Last, publishers will need to learn how to balance the competing demands of the different types of authors they will have to manage. It is already the case that publishers have to manage their costs, with big-name authors getting more attention, time, and investment than mid-list or debut authors. In the past the size of the advance was a good way of measuring the investment and of managing expectations. In an advance-free world, we'll need to figure out another way of explaining why author A gets less than author B.

There's more to be written about the rise of self-publishing on the back of the digital revolution: how traditional publishers were caught napping by the talent out there; how Amazon is using this to undermine traditional publishing; and how we need a realistic assessment of the value of being 'traditionally' published.

But most important now is that traditional publishers recognise that there is a huge opportunity here, especially at a time when Amazon is falling out of favour with many self-published writers, and is failing to convert Kindle sales into physical sales. And actually because of the sheer fact that there are many services out there for would-be published writers, and many of them do want money upfront. Publishers have an opportunity to travel in a different direction: showcase their services, highlight their successes and exploit their added-value. Lower the draw-bridge and come up with a new way of publishing more authors more cheaply, but better than they could do if they did it themselves (I was always a big fan of the Macmillan New Writing list, once perjoratively dubbed the Ryanair of publishing, which sought to do just that).

But publishers won't do this if they give the impression of wanting to treat these authors as second-class citizens.

There are have been many good big-publisher intiatives in this area, including Penguin's BookCountry and HarperCollins' Authonomy, but these have been built on the back of curated author communties, rather than establishing a direct relationship with the publisher (though that has often been the result). Other digital-only lists, such as Little, Brown's Blackfriars are run along the same lines as print lists, with Hachette's standard royalty rates: a decent strategy but not one that opens itself up to lots of authors.

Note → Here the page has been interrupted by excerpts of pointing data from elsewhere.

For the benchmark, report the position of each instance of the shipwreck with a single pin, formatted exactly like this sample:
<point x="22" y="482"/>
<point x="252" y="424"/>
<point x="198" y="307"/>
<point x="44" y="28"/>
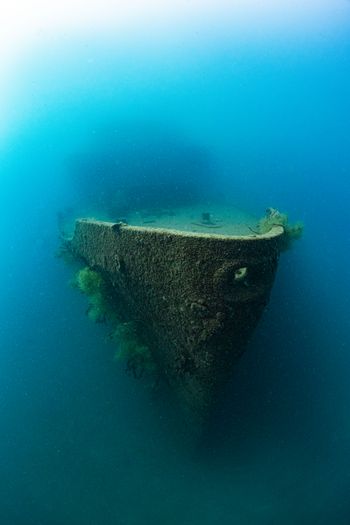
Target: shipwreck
<point x="195" y="295"/>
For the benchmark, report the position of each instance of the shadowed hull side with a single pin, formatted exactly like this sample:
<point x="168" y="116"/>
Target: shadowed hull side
<point x="195" y="297"/>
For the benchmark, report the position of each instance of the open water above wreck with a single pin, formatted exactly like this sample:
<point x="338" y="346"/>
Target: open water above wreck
<point x="257" y="122"/>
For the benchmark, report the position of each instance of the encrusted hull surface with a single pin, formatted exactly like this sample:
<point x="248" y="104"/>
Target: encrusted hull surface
<point x="197" y="297"/>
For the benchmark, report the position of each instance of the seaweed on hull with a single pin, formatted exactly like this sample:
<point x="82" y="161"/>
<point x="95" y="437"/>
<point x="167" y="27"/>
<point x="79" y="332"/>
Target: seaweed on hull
<point x="102" y="308"/>
<point x="181" y="305"/>
<point x="292" y="232"/>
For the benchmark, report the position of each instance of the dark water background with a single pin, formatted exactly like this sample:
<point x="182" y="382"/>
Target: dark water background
<point x="267" y="123"/>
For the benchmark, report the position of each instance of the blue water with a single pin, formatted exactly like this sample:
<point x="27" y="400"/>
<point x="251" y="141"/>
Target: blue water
<point x="257" y="122"/>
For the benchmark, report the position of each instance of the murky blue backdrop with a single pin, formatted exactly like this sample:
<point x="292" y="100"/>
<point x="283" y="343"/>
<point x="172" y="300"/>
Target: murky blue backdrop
<point x="267" y="122"/>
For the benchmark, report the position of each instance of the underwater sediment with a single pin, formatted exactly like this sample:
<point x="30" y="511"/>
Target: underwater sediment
<point x="194" y="297"/>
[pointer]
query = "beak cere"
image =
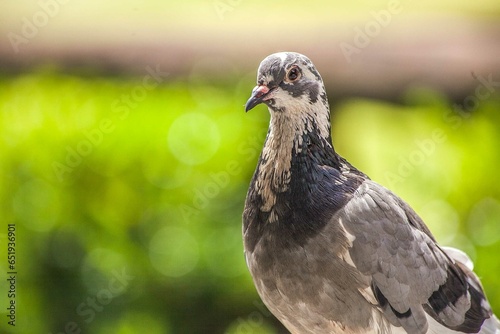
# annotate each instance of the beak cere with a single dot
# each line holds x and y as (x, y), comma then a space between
(259, 94)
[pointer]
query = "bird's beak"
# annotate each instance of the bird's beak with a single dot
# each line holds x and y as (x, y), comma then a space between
(260, 94)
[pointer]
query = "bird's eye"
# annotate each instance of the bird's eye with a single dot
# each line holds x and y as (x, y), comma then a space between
(293, 74)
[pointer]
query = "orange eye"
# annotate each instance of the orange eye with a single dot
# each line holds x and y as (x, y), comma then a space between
(293, 74)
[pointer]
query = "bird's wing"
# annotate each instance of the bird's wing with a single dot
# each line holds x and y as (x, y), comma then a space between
(412, 277)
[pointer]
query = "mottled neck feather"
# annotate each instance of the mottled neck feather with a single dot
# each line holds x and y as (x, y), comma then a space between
(290, 133)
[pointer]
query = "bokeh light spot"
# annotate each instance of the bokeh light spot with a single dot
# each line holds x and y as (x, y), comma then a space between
(173, 251)
(37, 205)
(442, 219)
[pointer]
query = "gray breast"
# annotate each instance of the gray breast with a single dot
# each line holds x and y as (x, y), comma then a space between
(311, 288)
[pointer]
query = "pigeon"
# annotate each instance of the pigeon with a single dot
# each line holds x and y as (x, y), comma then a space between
(331, 251)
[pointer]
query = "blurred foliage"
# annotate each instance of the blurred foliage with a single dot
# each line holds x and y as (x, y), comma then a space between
(127, 198)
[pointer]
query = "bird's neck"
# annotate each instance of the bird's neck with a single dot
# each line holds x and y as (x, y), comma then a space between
(295, 141)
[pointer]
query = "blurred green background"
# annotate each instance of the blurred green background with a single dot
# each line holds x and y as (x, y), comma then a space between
(125, 152)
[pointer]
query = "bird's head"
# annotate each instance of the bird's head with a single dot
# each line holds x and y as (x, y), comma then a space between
(287, 81)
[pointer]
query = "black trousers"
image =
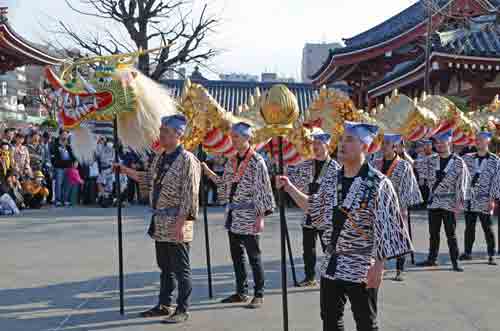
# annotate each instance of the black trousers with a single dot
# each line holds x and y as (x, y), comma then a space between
(436, 218)
(333, 297)
(238, 244)
(173, 261)
(470, 231)
(309, 237)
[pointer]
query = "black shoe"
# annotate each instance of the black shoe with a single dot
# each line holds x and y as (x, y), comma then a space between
(177, 318)
(236, 298)
(160, 310)
(465, 257)
(308, 283)
(427, 263)
(491, 261)
(399, 276)
(256, 303)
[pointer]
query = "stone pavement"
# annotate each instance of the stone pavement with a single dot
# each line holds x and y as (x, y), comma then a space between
(58, 272)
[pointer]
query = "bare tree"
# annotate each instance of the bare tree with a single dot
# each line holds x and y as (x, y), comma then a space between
(148, 23)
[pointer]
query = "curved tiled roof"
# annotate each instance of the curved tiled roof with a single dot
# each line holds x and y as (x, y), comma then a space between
(407, 67)
(481, 41)
(35, 53)
(391, 28)
(230, 94)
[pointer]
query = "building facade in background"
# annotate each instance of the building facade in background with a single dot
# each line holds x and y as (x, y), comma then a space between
(21, 64)
(464, 54)
(313, 57)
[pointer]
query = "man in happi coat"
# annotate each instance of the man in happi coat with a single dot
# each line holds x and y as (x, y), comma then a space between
(484, 168)
(245, 187)
(366, 228)
(307, 177)
(448, 182)
(172, 182)
(401, 174)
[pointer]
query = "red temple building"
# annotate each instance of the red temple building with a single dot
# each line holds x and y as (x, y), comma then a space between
(464, 54)
(15, 51)
(20, 75)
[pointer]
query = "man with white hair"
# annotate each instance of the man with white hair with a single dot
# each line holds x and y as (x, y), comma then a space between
(245, 187)
(308, 177)
(172, 182)
(366, 229)
(484, 168)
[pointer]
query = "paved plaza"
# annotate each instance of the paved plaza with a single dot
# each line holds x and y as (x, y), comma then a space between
(59, 267)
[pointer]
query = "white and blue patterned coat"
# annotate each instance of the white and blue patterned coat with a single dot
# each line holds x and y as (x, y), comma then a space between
(404, 181)
(254, 188)
(302, 175)
(453, 190)
(487, 187)
(373, 232)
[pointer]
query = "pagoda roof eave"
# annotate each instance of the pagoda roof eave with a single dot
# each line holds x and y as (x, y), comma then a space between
(18, 46)
(360, 55)
(393, 33)
(415, 72)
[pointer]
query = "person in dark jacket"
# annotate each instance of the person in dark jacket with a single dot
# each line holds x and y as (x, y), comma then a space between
(132, 160)
(62, 158)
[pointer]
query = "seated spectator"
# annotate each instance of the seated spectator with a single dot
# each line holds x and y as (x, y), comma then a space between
(7, 205)
(5, 161)
(13, 188)
(74, 182)
(36, 151)
(8, 136)
(35, 191)
(21, 157)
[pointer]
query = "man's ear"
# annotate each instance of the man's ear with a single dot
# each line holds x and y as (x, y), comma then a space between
(365, 147)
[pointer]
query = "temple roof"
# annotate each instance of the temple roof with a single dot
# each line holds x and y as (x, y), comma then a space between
(481, 40)
(391, 34)
(230, 94)
(16, 51)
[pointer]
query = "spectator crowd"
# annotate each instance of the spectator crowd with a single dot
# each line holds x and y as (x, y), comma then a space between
(38, 169)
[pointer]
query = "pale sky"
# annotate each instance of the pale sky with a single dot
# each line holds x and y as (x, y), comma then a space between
(256, 35)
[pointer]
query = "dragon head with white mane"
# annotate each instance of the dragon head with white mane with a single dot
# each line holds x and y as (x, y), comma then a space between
(98, 89)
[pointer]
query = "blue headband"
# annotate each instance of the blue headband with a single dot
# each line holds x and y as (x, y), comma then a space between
(243, 129)
(426, 142)
(365, 132)
(177, 122)
(444, 136)
(321, 136)
(485, 135)
(393, 138)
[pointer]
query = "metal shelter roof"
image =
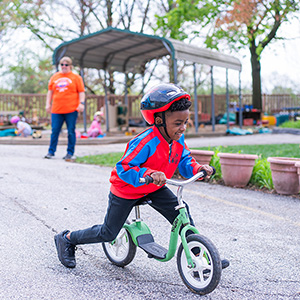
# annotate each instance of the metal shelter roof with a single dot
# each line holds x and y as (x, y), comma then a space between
(126, 51)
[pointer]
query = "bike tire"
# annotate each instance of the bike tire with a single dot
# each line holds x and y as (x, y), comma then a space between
(206, 274)
(122, 250)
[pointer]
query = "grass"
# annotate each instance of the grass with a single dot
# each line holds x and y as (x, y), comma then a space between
(261, 175)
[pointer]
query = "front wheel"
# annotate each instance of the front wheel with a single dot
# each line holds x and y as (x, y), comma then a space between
(122, 250)
(204, 277)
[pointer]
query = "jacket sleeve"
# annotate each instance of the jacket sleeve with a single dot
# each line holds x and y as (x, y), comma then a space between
(188, 166)
(130, 168)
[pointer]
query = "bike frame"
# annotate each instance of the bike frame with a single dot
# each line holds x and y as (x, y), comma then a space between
(182, 222)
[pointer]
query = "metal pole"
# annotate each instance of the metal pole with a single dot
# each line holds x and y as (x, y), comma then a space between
(227, 99)
(106, 103)
(240, 102)
(126, 91)
(126, 102)
(175, 70)
(212, 99)
(84, 111)
(195, 99)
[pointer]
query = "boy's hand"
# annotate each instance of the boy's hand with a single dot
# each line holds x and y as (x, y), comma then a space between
(159, 178)
(209, 170)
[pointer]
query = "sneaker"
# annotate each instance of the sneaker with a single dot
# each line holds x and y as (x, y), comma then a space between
(225, 263)
(69, 157)
(65, 250)
(49, 156)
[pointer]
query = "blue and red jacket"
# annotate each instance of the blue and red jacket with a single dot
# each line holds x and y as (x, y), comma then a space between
(145, 154)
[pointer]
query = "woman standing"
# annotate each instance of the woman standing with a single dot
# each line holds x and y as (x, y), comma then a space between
(65, 98)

Random House US' new digital imprints Hydra, Alibi, Loveswept, and Flirt, promised something different, with a 50:50 royalty split as well as access to the publishing process. As the company said: "Every book will be assigned to an accomplished Random House editor and a dedicated publicist. They will also have the invaluable support of Random House’s experienced marketing and digital sales teams, who know how to reach out to and expand each book’s dedicated readership."

Thanks to the criticism it has received it has now made "adjustments to [its] proposed terms for authors". The key changed is that it will now pay the royalty before it charges its own costs, perhaps having recognised that authors have costs too. The deal is now looking much more like the kind of package I'd already imagined.

How it got there though remains a lesson to other publishers.